There are two kinds of exercise I mostly tolerate (verging on enjoyment) – biking and yoga. I’m not allowed to bike because of the pressure it puts on my wrists (which, plus my hands, are the only joints that hurt on an everyday basis anymore). I just bought a new bike in October. Failure. I’m not supposed to do yoga for the same reasons.
But Anna, yoga has infinite variations and modifications! Why not do one of those?
Because so far I can’t. Well, physically I could. Mentally I must either do the full version of the pose, or I might as well not bother because I’m a failure anyway. This is compounded by my relative ease with kinesthetic adventures like yoga and dance, which I learn quickly. I’m also naturally extremely flexible, so I have never really done modified poses. I am still adjusting to this new way of living in my body. (Also, let’s not even get into being fatter.) Doing a modified version anyway, in a sort of “fuck you, brain” only results in having to listen to myself for the rest of the day.
To be honest, I feel a lot of sympathy with Gollum.
It’s all extremely unkind, and difficult to live with a lot of the time too. There are entire days when I wish my brain would just SHUT UP and GO AWAY. I’ve tried asking it why I only have these two options, but the answer isn’t fit to type.
I fight against this every day, some days with more success than others. Some days the crazy is just too loud, and I don’t really function beyond going through enough of the motions to not get fired. Recently the crazy has been very loud, and so I’m not getting much done. It’s too much work to try to deal with it, to try not to resist, but to … not accept. Just… allow it to exist and do whatever I need to anyway?
My awesome therapist says that “What we resist persists” – the more mental energy I throw at resisting and arguing with the crazy, the more it pushes back. Instead, I’m supposed to say “ok, I appreciate that you feel that way” and do whatever else anyway. (I know it sounds crazy, but somehow this works better than the alternatives.)

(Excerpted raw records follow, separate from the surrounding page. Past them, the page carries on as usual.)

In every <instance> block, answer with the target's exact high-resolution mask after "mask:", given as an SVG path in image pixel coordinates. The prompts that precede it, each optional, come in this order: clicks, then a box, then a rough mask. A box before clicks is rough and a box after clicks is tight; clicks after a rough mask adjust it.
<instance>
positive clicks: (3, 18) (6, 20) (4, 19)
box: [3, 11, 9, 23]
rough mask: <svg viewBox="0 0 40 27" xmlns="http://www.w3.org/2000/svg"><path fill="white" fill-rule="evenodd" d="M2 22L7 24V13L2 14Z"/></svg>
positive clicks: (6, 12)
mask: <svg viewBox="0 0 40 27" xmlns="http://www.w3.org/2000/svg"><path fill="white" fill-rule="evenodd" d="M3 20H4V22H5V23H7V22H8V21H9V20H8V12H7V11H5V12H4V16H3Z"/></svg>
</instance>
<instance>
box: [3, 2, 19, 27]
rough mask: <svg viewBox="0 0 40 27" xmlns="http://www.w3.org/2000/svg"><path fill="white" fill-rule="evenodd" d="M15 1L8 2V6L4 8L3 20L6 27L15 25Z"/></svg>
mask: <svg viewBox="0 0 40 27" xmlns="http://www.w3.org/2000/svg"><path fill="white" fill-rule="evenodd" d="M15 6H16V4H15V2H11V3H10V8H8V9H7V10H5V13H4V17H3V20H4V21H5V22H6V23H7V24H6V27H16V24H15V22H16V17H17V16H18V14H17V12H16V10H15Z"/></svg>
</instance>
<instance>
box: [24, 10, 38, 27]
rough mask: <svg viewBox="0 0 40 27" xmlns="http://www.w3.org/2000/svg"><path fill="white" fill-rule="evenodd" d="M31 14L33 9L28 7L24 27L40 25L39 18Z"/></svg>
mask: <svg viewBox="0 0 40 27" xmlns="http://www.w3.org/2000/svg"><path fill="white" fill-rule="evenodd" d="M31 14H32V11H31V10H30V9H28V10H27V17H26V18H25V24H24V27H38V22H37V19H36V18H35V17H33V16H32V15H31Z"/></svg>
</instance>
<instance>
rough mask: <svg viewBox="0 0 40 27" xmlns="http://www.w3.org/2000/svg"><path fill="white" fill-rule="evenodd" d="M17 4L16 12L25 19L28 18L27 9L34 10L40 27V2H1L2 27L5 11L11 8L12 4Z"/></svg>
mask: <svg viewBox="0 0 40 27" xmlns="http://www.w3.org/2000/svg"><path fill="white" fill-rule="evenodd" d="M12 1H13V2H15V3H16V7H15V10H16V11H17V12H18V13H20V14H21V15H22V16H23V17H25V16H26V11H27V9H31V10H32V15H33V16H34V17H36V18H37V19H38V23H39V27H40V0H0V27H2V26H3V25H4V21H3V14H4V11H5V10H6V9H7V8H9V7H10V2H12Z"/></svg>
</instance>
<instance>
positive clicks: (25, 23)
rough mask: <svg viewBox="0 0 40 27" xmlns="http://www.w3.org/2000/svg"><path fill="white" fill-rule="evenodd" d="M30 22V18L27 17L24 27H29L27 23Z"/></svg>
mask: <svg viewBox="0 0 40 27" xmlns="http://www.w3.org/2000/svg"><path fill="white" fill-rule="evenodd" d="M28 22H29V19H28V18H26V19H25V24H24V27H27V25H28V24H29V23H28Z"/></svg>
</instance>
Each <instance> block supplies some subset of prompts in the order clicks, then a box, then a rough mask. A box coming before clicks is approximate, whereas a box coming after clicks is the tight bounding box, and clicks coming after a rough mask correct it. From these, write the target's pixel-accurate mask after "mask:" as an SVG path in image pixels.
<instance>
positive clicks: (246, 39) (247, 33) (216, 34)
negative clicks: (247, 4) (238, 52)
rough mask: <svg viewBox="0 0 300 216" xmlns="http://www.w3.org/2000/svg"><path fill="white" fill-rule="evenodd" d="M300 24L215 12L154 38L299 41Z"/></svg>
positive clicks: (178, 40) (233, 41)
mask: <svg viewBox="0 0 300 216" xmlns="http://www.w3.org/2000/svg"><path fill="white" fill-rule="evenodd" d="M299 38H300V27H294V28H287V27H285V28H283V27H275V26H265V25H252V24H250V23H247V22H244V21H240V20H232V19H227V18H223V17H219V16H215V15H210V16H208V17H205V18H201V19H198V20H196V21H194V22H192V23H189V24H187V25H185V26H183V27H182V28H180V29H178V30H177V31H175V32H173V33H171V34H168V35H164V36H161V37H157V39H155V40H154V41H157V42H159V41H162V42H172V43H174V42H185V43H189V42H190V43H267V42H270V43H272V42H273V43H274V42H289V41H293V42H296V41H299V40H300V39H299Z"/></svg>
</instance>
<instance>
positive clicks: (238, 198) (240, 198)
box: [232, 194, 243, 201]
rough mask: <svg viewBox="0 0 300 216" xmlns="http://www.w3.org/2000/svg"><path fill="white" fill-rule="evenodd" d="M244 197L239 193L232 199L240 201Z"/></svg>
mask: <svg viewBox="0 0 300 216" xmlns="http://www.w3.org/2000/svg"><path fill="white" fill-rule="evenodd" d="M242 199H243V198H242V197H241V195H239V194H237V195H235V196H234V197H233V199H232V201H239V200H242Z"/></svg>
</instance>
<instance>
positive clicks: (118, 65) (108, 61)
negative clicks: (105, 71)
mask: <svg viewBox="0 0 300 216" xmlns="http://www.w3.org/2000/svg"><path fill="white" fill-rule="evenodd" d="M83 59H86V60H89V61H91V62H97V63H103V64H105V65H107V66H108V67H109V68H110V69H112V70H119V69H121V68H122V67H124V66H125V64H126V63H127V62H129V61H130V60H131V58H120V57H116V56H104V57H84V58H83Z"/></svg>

It’s very draining, just doing everyday stuff.
I’m trying really hard to “work on it”, but its hard to change something that seems built in, if that makes any sense. Meditation helps, as do naps. Journaling helps when I manage to do it without automatically setting myself up to fail at it. (How you fail at journaling, I’m not sure, but I manage.)
Today I managed 8 hours of work, plus 3 sets of pushups and squats and a set of “hang on the pull up bar and think really hard about it” (I can’t do pull ups). I’ll put something together for dinner – probably out of the freezer (maybe tamales). After dinner I will sit on the floor and attempt to get my brain to slow down for awhile.
And that’s going to have to be enough.